(INDIANAPOLIS) - A major ruling came Friday in the battle over contraception. A federal judge has decided that the morning-after pill should have no age limits and require no prescription.
Brooke Martin, of WISH TV reports, Indiana activists Friday reacted to a somewhat surprise decision by a federal judge. No longer will there be age restrictions to buy the morning-after pill.
"These girls can't drive cars. They're 16 and under now and to be able to just go get that on their own is scary as a parent," said Legislative Director of Indiana Right to Life, Sue Swayze.
Swayze says the decision is not only concerning to parents but to the physical and emotional health of young girls. She says they may only view it as a free pass for sex. So might child predators, Swayze fears.
"I think the decisions about emergency contraception have been political," said Liz Carroll of Planned Parenthood of Indiana
Carroll doesn't see anything but positive results from Friday's ruling.
"It's an important step forward and it will help us reduce the number of unintended pregnancies in this country."
The root of the disagreement comes down to science but both sides' findings are very different.
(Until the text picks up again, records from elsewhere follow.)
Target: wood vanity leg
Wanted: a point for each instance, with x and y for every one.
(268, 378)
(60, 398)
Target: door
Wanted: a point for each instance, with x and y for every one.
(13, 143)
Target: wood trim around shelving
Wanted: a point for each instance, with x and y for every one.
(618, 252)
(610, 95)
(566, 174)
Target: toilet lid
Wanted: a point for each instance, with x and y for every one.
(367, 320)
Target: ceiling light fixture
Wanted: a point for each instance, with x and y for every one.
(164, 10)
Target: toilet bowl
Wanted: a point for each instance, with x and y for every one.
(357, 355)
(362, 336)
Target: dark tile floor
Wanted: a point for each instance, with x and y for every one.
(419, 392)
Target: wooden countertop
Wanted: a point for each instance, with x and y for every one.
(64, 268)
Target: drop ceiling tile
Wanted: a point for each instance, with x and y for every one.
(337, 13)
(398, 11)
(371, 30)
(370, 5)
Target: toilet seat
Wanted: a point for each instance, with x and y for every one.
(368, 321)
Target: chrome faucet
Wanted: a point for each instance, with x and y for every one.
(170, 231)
Is the morning-after pill a type of contraception or it a type of abortion?
"Emergency contraception is contraception. It does not effect an existing pregnancy. If you take emergency contraception while pregnant it won't impact that pregnancy. The abortion pill actually terminates an existing pregnancy," said Carroll.
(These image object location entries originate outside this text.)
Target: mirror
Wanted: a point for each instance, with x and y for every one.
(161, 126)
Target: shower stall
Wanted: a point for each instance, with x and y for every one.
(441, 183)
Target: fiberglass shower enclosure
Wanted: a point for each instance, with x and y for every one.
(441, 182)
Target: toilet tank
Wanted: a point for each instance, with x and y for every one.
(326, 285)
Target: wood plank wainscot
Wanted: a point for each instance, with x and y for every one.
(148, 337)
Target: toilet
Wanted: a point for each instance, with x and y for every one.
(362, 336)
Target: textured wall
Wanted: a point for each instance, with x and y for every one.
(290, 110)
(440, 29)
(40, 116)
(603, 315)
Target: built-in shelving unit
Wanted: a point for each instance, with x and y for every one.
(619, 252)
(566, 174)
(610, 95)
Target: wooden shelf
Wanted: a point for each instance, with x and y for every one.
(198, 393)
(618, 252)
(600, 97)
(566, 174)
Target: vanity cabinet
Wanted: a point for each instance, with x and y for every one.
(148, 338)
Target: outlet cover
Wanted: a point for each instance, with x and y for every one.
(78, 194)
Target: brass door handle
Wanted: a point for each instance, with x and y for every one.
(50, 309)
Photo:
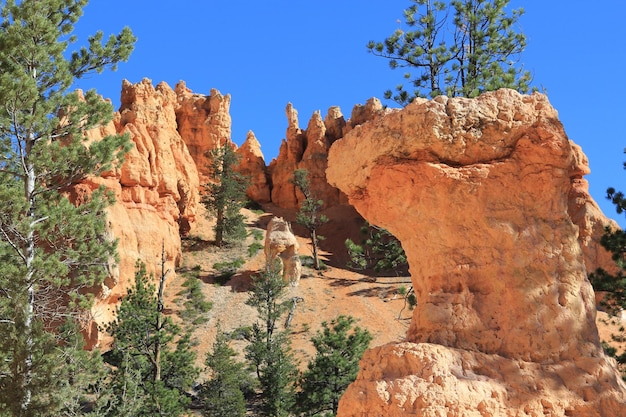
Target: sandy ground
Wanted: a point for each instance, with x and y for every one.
(374, 302)
(322, 295)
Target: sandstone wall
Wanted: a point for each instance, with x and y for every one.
(156, 189)
(306, 149)
(484, 195)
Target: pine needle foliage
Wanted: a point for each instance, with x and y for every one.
(51, 251)
(226, 196)
(455, 48)
(153, 360)
(614, 285)
(309, 214)
(223, 393)
(269, 349)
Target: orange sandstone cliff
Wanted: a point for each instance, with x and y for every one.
(487, 197)
(156, 190)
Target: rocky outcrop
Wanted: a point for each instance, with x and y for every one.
(281, 245)
(156, 188)
(252, 165)
(203, 123)
(479, 192)
(306, 149)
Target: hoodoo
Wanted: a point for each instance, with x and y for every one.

"Some people call that emergency contraception. It is actually not. It is actually an abortifacient. The way it works is that the sperm and the egg have already fertilized and it prevents implantation. So the baby is formed at that moment. It's a scientific fact, and it prevents the implantation," said Swayze.
Carroll is now awaiting changes from the FDA to begin implementation.
Swayze is counting on an appeal.
Two years ago this issue came up. At that time, the Obama administration blocked the move saying young girls might not be able to understand how to properly use it.
This week, the President stood by that decision.